If k ≥ 10 and Egger's p < 0.10, report suspected publication bias and apply GRADE downgrade of −1.
from pipeline.grade import (
assess_risk_of_bias, assess_inconsistency, assess_imprecision,
assess_publication_bias, compute_grade, grade_summary_row
)
Assess all 5 GRADE domains for each outcome:
| Domain | Method | Function |
|---|---|---|
| Risk of bias | Deterministic: proportion of high-RoB studies | assess_risk_of_bias(rob_ratings) |
| Inconsistency | Deterministic: I² thresholds | assess_inconsistency(i_squared) |
| Indirectness | LLM reasoning: PICO match assessment | Agent judgment → integer 0/−1/−2 |
| Imprecision | Deterministic: CI crosses null + OIS | assess_imprecision(ci_lower, ci_upper, null_value, ois, total_n) |
| Publication bias | Deterministic: Egger's p (k≥10 only) | assess_publication_bias(eggers_p, k) |
Start at High certainty for RCTs. Apply all downgrades:
certainty = compute_grade("High", {
"rob": rob_downgrade,
"inconsistency": inconsistency_downgrade,
"indirectness": indirectness_downgrade, # agent-assigned
"imprecision": imprecision_downgrade,
"publication_bias": pub_bias_downgrade,
})
from pipeline.report import assemble_report, format_characteristics_table, format_grade_sof_table
report = assemble_report(
pico=pico_json,
search={"query": query, "date_range": date_range, "databases": [...]},
prisma_counts=prisma_counts,
characteristics_table=format_characteristics_table(table_studies),
rob_summary="Narrative RoB summary.",
outcomes=[...], # list of outcome dicts with pooling, heterogeneity, grade
sensitivity={...}, # dict keyed by outcome name
publication_bias={...}, # dict keyed by outcome name
prisma_svg=None, # auto-generated if None
rob_svg=rob_svg,
)
The function returns {"markdown": str, "json": dict}. Write both to disk:
import json
with open("meta_analysis_output.md", "w") as f:
f.write(report["markdown"])
with open("meta_analysis_output.json", "w") as f:
json.dump(report["json"], f, indent=2)
Three checkpoints require explicit user approval before continuing:
| Checkpoint | Phase/Stage | What the user reviews | What to do next |
|---|---|---|---|
| #1 — Query Review | Phase 1, Stage 1.2 | Proposed search queries for all three databases | Execute searches only after approval |
| #2 — Shortlist Review | Phase 1, Stage 1.4 | Included + uncertain papers from abstract screening | Begin Phase 2 data extraction only after approval |
| #3 — Extraction + RoB Review | Phase 2, Stage 2.3 | Extraction data, RoB judgments, flagged low-confidence fields | Begin Phase 3 synthesis only after approval |
Never skip a checkpoint. If the user is not available, pause and state which checkpoint is pending.

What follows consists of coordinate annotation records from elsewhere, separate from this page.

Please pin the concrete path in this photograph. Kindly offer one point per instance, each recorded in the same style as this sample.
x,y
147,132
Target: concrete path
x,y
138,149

The assembled report (report["markdown"]) contains these sections in order:
{
"pico": { "population": "...", "intervention": "...", "comparator": "...", "outcome": "..." },
"search": { "query": "...", "date_range": "...", "databases": [...] },
"prisma": { "identified": N, "included": N, ... },
"studies": [ { ... } ],
"outcomes": [
{
"name": "...",
"pooling": { "pooled": ..., "ci_lower": ..., "ci_upper": ..., "p_value": ... },
"heterogeneity": { "i2": ..., "q": ..., "tau_sq": ..., "prediction_lower": ..., "prediction_upper": ... },
"sensitivity": { ... },
"grade": { "certainty": "High|Moderate|Low|Very Low", "certainty_symbols": "⊕⊕⊕⊕", "downgrade_reasons": [...] }
}
],
"grade_summary": [ { "outcome": "...", "certainty": "...", "symbols": "..." } ],
"publication_bias": { ... }
}
Disclaimer (always include): The Markdown report footer contains: "This meta-analysis was generated by an AI agent skill. Results should be verified by qualified researchers before use in clinical decision-making."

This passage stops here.